Further diversify with these generally low-correlation alternatives: 
Legal Finance 
Structured Notes 
CashHeld across several banks and in semi-liquid products

We recognize that Yieldstreet only represents a portion of your overall portfolio. In consultation with your advisors, we hope this helps you evaluate your current asset allocation. 

Explore available investments across each alternative asset class here. 

This communication and the information contained in this article are provided for general informational purposes only and should neither be construed nor intended to be a recommendation to purchase, sell or hold any security or otherwise to be investment, tax, financial, accounting, legal, regulatory or compliance advice. References to specific assets/securities and their issuers are for illustrative purposes only and are not intended and should not be interpreted as recommendations to purchase or sell such assets/securities. This communication reflects the opinions only of the authors who are associated persons of Yieldstreet. It is not a research report and is not intended to serve as the basis for any investment decision.
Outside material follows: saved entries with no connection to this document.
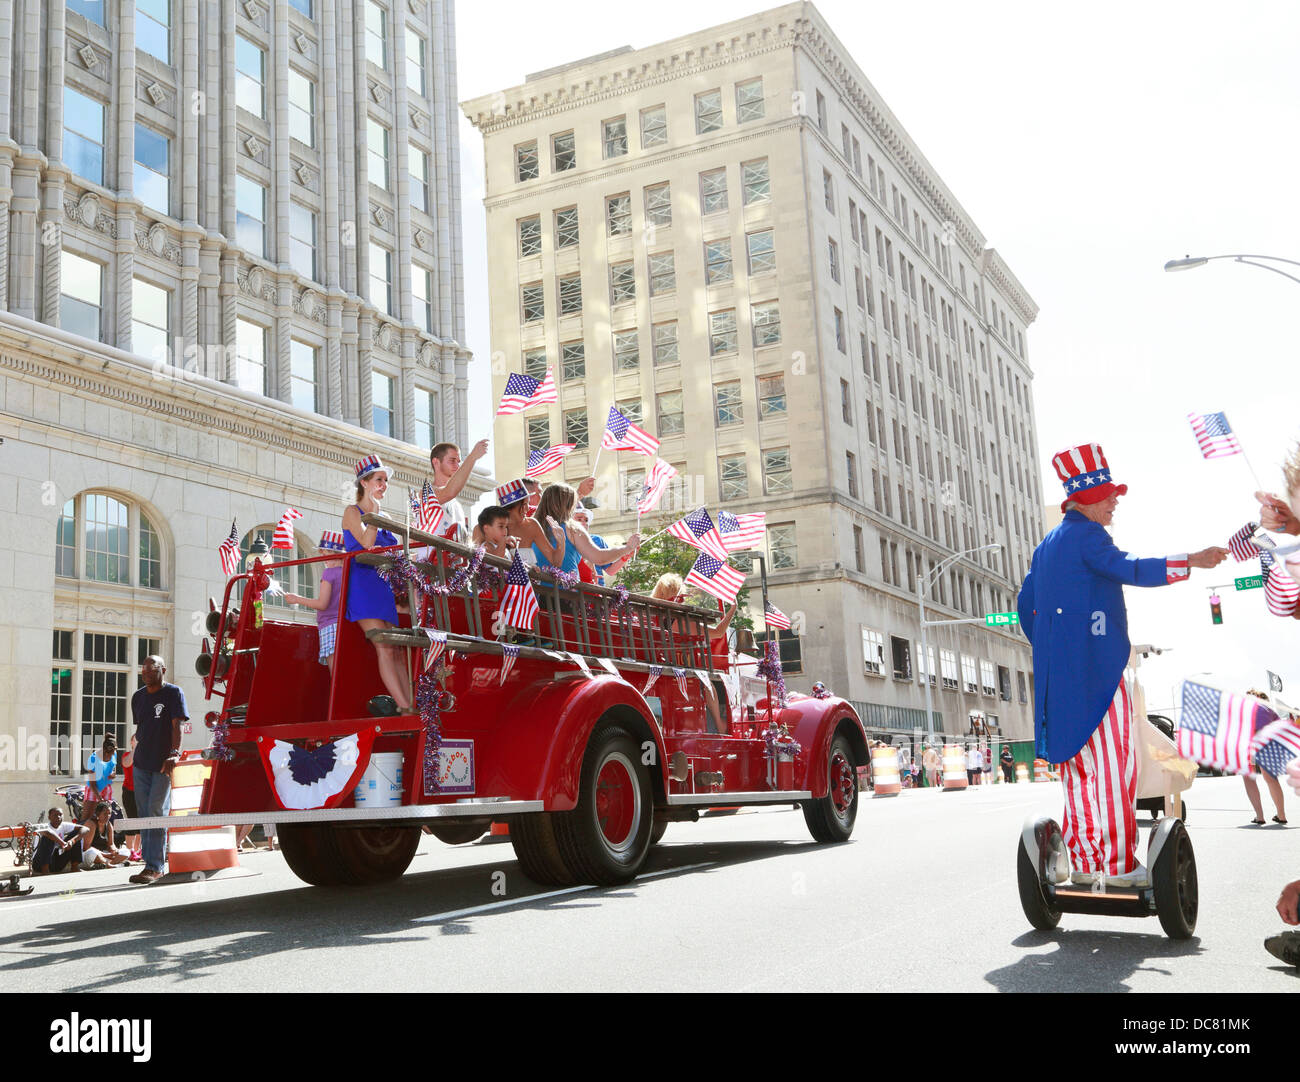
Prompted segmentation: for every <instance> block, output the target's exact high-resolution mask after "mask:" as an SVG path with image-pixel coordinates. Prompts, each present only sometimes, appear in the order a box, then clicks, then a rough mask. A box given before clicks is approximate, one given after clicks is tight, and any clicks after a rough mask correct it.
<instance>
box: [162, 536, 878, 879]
mask: <svg viewBox="0 0 1300 1082" xmlns="http://www.w3.org/2000/svg"><path fill="white" fill-rule="evenodd" d="M364 521H365V523H367V525H378V527H381V528H383V529H389V531H391V532H393V533H394V536H398V537H402V538H403V542H402V545H399V546H396V548H395V549H383V550H373V551H364V553H355V554H351V555H348V557H346V559H344V564H343V572H342V576H343V577H342V592H343V596H342V598H341V602H339V613H341V614H342V613H344V611H346V607H347V589H348V579H350V576H351V575H352V572H354V568H355V567H357V563H367V564H370V566H374V567H377V568H381V570H383V571H386V572H387V574H389V575H390V576H393V577H391V579H390V580H391V581H394V583H395V585H396V587H398V593H399V594H400V593H406V594H407V597H408V602H409V603H408V606H407V607H408V611H409V613H413V614H416V620H415V626H413V627H412V626H411V619H409V618H408V616H407V615H403V618H402V622H403V627H398V628H391V629H387V631H372V632H369V633H365V632H363V631H361V629H360V627H359V626H357V624H355V623H351V622H348V620H346V619H342V618H341V619H339V623H338V637H337V645H335V650H337V654H335V661H334V670H333V678H331V676H330V671H329V670H328V668H326V667H325V666H322V665H321V663H320V662H318V661H317V632H316V627H315V626H308V624H299V623H290V622H279V620H274V619H272V618H270V616H269V615H268V614H266V611H265V610H264V606H263V603H261V602H263V600H264V597H265V592H266V590H268V589H274V587H273V585H272V581H270V579H269V574H268V571H269V570H274V571H276V572H279V571H281V570H285V568H289V567H291V566H294V564H295V563H311V562H316V561H320V559H322V558H315V559H312V561H296V562H291V563H278V564H276V566H274V567H273V568H266V567H264V566H263V564H261V563H255V564H253V567H252V570H251V571H247V572H243V574H239V575H235V576H233V577H231V579H230V580H229V583H227V585H226V590H225V597H224V598H222V602H221V605H220V606H217V605H213V611H212V613H211V614H209V623H208V631H209V633H211V635H212V636H213V637H214V646H209V644H208V642H207V641H204V653H203V654H201V655H200V657H199V658H198V662H196V667H198V670H199V674H200V675H201V676H203V678H204V691H205V693H207V697H208V700H209V701H214V704H216V706H217V709H214V710H212V713H209V714H208V715H207V724H208V727H209V728H212V730H213V741H212V748H211V749H209V752H208V753H207V757H208V758H209V759H212V774H211V779H209V782H208V784H207V787H205V789H204V795H203V806H201V809H200V814H198V815H192V817H188V818H187V819H186V825H187V826H194V827H199V826H217V825H221V826H231V825H240V823H256V822H274V823H276V825H277V831H278V836H279V841H281V847H282V849H283V854H285V860H286V861H287V864H289V866H290V867H291V869H292V870H294V873H295V874H296V875H298V877H299V878H302V879H304V880H305V882H308V883H313V884H318V886H339V884H363V883H373V882H380V880H383V879H390V878H394V877H398V875H400V874H402V873H403V871H404V870H406V869H407V866H408V864H409V862H411V858H412V857H413V854H415V851H416V847H417V844H419V841H420V835H421V827H425V826H426V827H428V828H429V831H430V832H432V834H434V835H435V836H437V838H438V839H441V840H442V841H446V843H448V844H458V843H464V841H472V840H474V839H477V838H480V836H481V835H482V834H484V832H485V831H486V830H487V827H489V825H490V823H493V822H506V823H508V827H510V840H511V844H512V845H513V848H515V853H516V854H517V857H519V861H520V864H521V865H523V869H524V871H525V873H526V874H528V875H529V877H530V878H532V879H534V880H537V882H539V883H554V884H568V883H584V882H585V883H602V884H608V883H620V882H625V880H628V879H630V878H633V877H634V875H636V874H637V873H638V870H640V869H641V866H642V864H643V862H645V860H646V854H647V852H649V851H650V847H651V845H654V844H655V843H656V841H658V840H659V838H660V836H662V835H663V831H664V830H666V828H667V825H668V823H671V822H681V821H694V819H697V818H698V815H699V813H701V812H705V810H707V809H708V808H714V806H719V805H725V806H740V805H761V804H798V805H800V806H801V808H802V810H803V815H805V819H806V821H807V826H809V830H810V831H811V834H813V836H814V838H815V839H816V840H818V841H823V843H832V841H844V840H845V839H848V838H849V835H850V834H852V831H853V825H854V819H855V815H857V810H858V788H857V765H858V763H865V762H867V744H866V735H865V732H863V728H862V723H861V720H859V719H858V717H857V714H855V713H854V710H853V707H852V706H850V705H849V704H848V702H845V701H844V700H840V698H833V697H831V698H813V697H805V696H800V694H790V696H788V697H787V696H784V684H783V683H781V680H780V676H779V672H780V668H779V662H777V663H776V665H775V667H768V670H767V674H768V675H767V679H766V680H762V679H757V678H754V675H753V668H751V670H750V671H749V672H748V674H744V675H740V674H737V672H736V671H735V667H733V665H732V662H731V661H729V657H728V655H727V654H725V653H720V654H714V653H712V652H711V649H710V639H708V626H710V623H711V622H712V620H714V619H715V618H716V615H718V614H716V613H712V611H708V610H705V609H699V607H693V606H686V605H676V603H672V602H667V601H655V600H651V598H649V597H643V596H638V594H629V593H628V592H627V590H623V589H608V588H603V587H597V585H590V584H584V583H572V584H569V583H568V581H567V580H563V576H560V579H556V577H555V576H554V575H552V574H551V572H546V571H538V570H537V568H530V570H529V574H530V576H532V581H533V588H534V590H536V596H537V602H538V606H539V611H538V616H537V623H536V624H534V628H533V631H532V633H526V632H519V631H516V629H513V628H510V627H503V626H502V620H500V618H499V616H498V615H497V614H498V613H499V610H500V607H502V592H503V589H504V572H506V570H507V564H506V562H503V561H500V559H498V558H495V557H485V555H484V553H482V551H481V550H473V549H469V548H465V546H463V545H458V544H455V542H452V541H447V540H442V538H438V537H433V536H430V534H425V533H421V532H420V531H412V529H408V528H404V527H403V525H402V524H399V523H395V521H393V520H390V519H387V518H385V516H382V515H367V516H364ZM412 544H415V545H420V546H424V549H422V551H421V553H420V557H421V558H420V559H416V561H415V562H413V563H412V562H409V561H408V559H407V558H408V557H409V555H411V553H412V550H411V548H409V546H411V545H412ZM755 558H758V559H759V561H761V557H755ZM761 570H763V568H762V563H761ZM394 572H398V574H396V575H395V576H394ZM412 572H417V574H412ZM766 593H767V580H766V570H764V574H763V594H764V600H766ZM368 639H369V641H367V640H368ZM373 644H387V645H395V646H399V648H404V649H406V653H407V668H408V672H409V674H411V679H412V681H413V684H415V685H419V687H420V692H419V694H417V697H416V702H417V704H419V705H420V706H421V709H420V710H419V711H416V713H411V714H406V715H400V717H373V715H372V713H370V710H369V707H368V704H369V701H370V700H372V697H374V696H377V694H380V693H382V692H383V685H382V684H381V680H380V674H378V667H377V665H376V652H374V645H373ZM430 648H433V649H434V650H441V655H438V658H437V661H435V662H434V663H433V665H432V666H430V667H429V668H428V670H426V666H425V662H426V659H429V658H432V657H433V654H430ZM715 649H722V650H725V644H723V645H722V648H715ZM772 655H775V649H774V650H772ZM770 665H771V662H770ZM774 678H775V683H776V684H777V685H779V687H775V688H774ZM705 685H708V687H710V688H711V689H712V693H714V696H715V697H716V702H718V710H719V715H720V724H719V723H718V722H715V719H714V715H712V711H711V710H710V709H708V702H707V697H706V693H705ZM741 685H748V687H749V688H750V692H749V694H748V696H746V694H745V693H744V691H742V689H741ZM746 700H748V701H746ZM783 700H784V701H783ZM376 763H387V765H389V767H387V771H386V772H387V776H389V778H390V779H394V780H395V775H396V767H398V766H399V767H400V775H399V776H400V782H399V783H395V784H390V785H389V788H390V791H391V792H390V793H389V795H387V798H386V800H385V801H382V802H380V804H374V802H372V801H369V800H367V793H365V789H364V784H363V783H364V782H365V779H367V778H368V776H370V778H372V780H373V776H374V770H373V769H372V767H373V766H374V765H376Z"/></svg>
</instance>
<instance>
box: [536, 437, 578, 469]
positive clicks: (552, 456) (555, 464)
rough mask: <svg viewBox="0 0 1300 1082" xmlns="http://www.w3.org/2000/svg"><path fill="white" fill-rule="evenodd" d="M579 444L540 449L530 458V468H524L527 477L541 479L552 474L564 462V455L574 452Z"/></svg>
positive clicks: (554, 446)
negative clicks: (541, 476)
mask: <svg viewBox="0 0 1300 1082" xmlns="http://www.w3.org/2000/svg"><path fill="white" fill-rule="evenodd" d="M576 446H577V443H556V445H555V446H554V447H546V449H545V450H543V449H542V447H538V449H537V450H534V451H533V453H532V454H530V455H529V456H528V466H526V467H524V476H525V477H541V476H542V475H543V473H550V472H551V471H552V469H555V468H558V467H559V464H560V463H562V462H564V455H567V454H568V453H569V451H572V450H573V449H575V447H576Z"/></svg>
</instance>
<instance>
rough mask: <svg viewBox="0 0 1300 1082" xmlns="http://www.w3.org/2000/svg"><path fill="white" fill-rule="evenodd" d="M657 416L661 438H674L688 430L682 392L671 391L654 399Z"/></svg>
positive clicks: (658, 396)
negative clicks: (682, 412)
mask: <svg viewBox="0 0 1300 1082" xmlns="http://www.w3.org/2000/svg"><path fill="white" fill-rule="evenodd" d="M654 404H655V416H656V417H658V428H656V432H658V433H659V436H660V437H663V436H673V434H675V433H679V432H685V430H686V419H685V415H684V414H682V406H681V391H680V390H669V391H663V393H662V394H656V395H655V399H654Z"/></svg>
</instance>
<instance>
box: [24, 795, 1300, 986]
mask: <svg viewBox="0 0 1300 1082" xmlns="http://www.w3.org/2000/svg"><path fill="white" fill-rule="evenodd" d="M1288 795H1290V791H1288ZM1265 800H1268V798H1266V797H1265ZM1292 801H1295V804H1296V809H1295V812H1296V815H1297V817H1300V801H1296V798H1295V797H1294V795H1292ZM1188 805H1190V814H1188V825H1190V830H1191V836H1192V840H1193V844H1195V848H1196V856H1197V865H1199V870H1200V892H1201V910H1200V923H1199V926H1197V931H1196V938H1193V939H1191V940H1188V942H1184V943H1175V942H1173V940H1169V939H1166V938H1165V936H1164V934H1162V931H1161V927H1160V923H1158V921H1156V919H1154V918H1149V919H1125V918H1105V917H1084V916H1070V914H1066V916H1065V917H1062V921H1061V927H1060V929H1057V931H1054V932H1049V934H1044V932H1037V931H1034V930H1032V929H1030V926H1028V923H1027V922H1026V921H1024V917H1023V914H1022V912H1021V905H1019V899H1018V895H1017V887H1015V864H1014V857H1015V845H1017V839H1018V835H1019V828H1021V823H1022V822H1023V819H1024V817H1026V815H1027V814H1030V813H1039V812H1041V813H1056V812H1058V806H1060V787H1058V785H1056V784H1040V785H1028V784H1019V785H1010V787H1001V785H998V787H993V788H980V789H972V791H967V792H952V793H945V792H935V791H920V792H907V793H904V795H901V796H900V797H896V798H892V800H885V798H881V800H871V798H866V800H863V802H862V805H861V810H859V815H858V825H857V830H855V832H854V836H853V839H852V840H850V841H849V843H848V844H845V845H837V847H819V845H815V844H814V843H813V841H811V839H810V836H809V834H807V830H806V827H805V823H803V817H802V814H800V813H798V812H792V810H789V809H784V808H783V809H761V810H759V809H755V810H749V812H744V813H740V814H736V815H729V817H723V818H707V819H703V821H701V822H699V823H693V825H692V823H680V825H673V826H671V827H669V828H668V832H667V835H666V836H664V840H663V843H662V844H660V845H659V847H658V848H656V849H655V852H654V853H653V854H651V858H650V861H649V865H647V867H646V870H645V873H643V874H642V875H641V878H640V879H637V880H636V882H634V883H630V884H628V886H624V887H616V888H586V887H577V888H568V890H565V891H555V890H549V888H542V887H538V886H536V884H534V883H532V882H530V880H528V879H526V878H525V877H524V874H523V873H521V871H520V869H519V865H517V862H516V861H515V856H513V851H512V849H511V847H510V844H508V843H477V844H473V845H468V847H456V848H450V847H446V845H443V844H441V843H438V841H435V840H434V839H432V838H425V839H424V841H422V844H421V847H420V852H419V854H417V856H416V858H415V861H413V862H412V865H411V869H409V870H408V871H407V874H406V875H404V877H403V878H402V879H400V880H396V882H394V883H390V884H385V886H381V887H372V888H364V890H338V888H330V890H322V888H313V887H305V886H303V884H300V883H299V882H298V880H296V879H295V878H294V877H292V874H291V873H290V871H289V869H287V866H286V865H285V862H283V858H282V857H281V856H279V854H278V853H265V852H263V853H253V854H247V856H244V857H243V866H242V873H243V874H240V875H235V877H231V878H224V879H216V880H211V882H203V883H188V882H186V883H175V884H168V883H160V884H157V886H153V887H131V886H129V884H127V883H126V877H127V875H129V874H130V871H129V870H121V869H113V870H108V871H99V873H81V874H78V875H62V877H52V878H47V879H36V880H34V882H35V883H36V893H34V895H32V896H31V897H30V899H26V900H21V901H5V903H0V986H4V987H6V988H10V990H32V991H73V992H81V991H116V992H122V991H151V992H170V991H178V992H186V991H201V992H237V991H238V992H248V991H335V990H355V991H394V990H402V991H454V990H506V988H517V990H533V991H551V990H556V988H567V990H593V991H597V990H598V991H616V990H632V988H640V990H662V991H689V990H722V991H758V990H762V991H815V990H840V991H849V990H855V991H936V990H937V991H1021V992H1053V991H1100V992H1122V991H1138V992H1147V991H1162V992H1183V991H1213V992H1244V991H1278V992H1286V991H1297V990H1300V984H1297V974H1296V971H1295V970H1291V969H1287V968H1284V966H1282V965H1281V964H1279V962H1275V961H1274V960H1273V958H1271V957H1269V956H1268V955H1266V953H1265V952H1264V949H1262V947H1261V943H1262V940H1264V938H1265V936H1266V935H1269V934H1271V932H1274V931H1277V930H1279V929H1281V922H1279V921H1278V918H1277V916H1275V913H1274V912H1273V905H1274V903H1275V900H1277V895H1278V891H1279V888H1281V887H1282V884H1283V883H1284V882H1286V880H1287V879H1292V878H1297V877H1300V828H1297V827H1291V828H1282V827H1277V826H1269V827H1251V826H1248V825H1247V821H1248V819H1249V818H1251V813H1249V806H1248V804H1247V801H1245V795H1244V792H1243V789H1242V783H1240V782H1239V780H1238V779H1235V778H1225V779H1205V778H1203V779H1199V780H1197V783H1196V785H1195V787H1193V788H1192V791H1191V792H1190V793H1188ZM1297 823H1300V818H1297Z"/></svg>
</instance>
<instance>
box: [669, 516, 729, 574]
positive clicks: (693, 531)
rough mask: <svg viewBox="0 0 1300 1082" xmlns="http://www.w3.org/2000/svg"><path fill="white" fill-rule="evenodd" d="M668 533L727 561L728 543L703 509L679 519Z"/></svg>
mask: <svg viewBox="0 0 1300 1082" xmlns="http://www.w3.org/2000/svg"><path fill="white" fill-rule="evenodd" d="M668 533H671V534H672V536H673V537H677V538H680V540H682V541H685V542H686V544H688V545H694V546H695V548H697V549H699V551H702V553H708V555H711V557H716V558H718V559H720V561H724V562H725V559H727V542H725V541H723V536H722V534H720V533H719V532H718V527H715V525H714V520H712V519H711V518H710V516H708V511H706V510H705V508H703V507H699V508H698V510H695V511H692V512H690V514H689V515H686V518H684V519H677V521H675V523H673V524H672V525H669V527H668ZM732 593H735V590H733V592H732Z"/></svg>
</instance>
The information provided does not take into account the specific objectives, financial situation, or particular needs of any specific person. Any third-party information provided therein does not reflect the views of Yieldstreet or any of its subsidiaries or affiliates.

Alternative investments involve specific risks that may be greater than those associated with traditional investments; are not suitable for all clients; and intended for experienced and sophisticated investors who meet specific suitability requirements and are willing to bear the high economic risks of the investment. Investments of this type may engage in speculative investment practices; carry additional risk of loss, including possibility of partial or total loss of invested capital, due to the nature and volatility of the underlying investments; and are generally considered to be illiquid due to restrictive repurchase procedures. These investments may also involve different regulatory and reporting requirements, complex tax structures, and delays in distributing important tax information.

While diversification may help spread risk, it does not assure a profit or protect against loss. 

Outlooks presented herein are presented for informational purposes only, and set forth our views as of the date of this article. The underlying assumptions and our views are subject to change. This outlook includes certain forward-looking statements, including estimates, forecasts and projections provided by the management of Yieldstreet regarding future performance. Such forward-looking statements, estimates, forecasts and projections (i) reflect various assumptions concerning future industry performance, general business, economic and regulatory conditions, market conditions for Yieldstreet’s products and other matters, which assumptions may or may not prove to be correct, (ii) are inherently subject to significant contingencies and uncertainties, many of which are outside the control of Yieldstreet and (iii) should not be regarded as a representation by Yieldstreet that such estimates, forecasts or projections will be achieved. Actual results can be expected to vary and those variations may be material.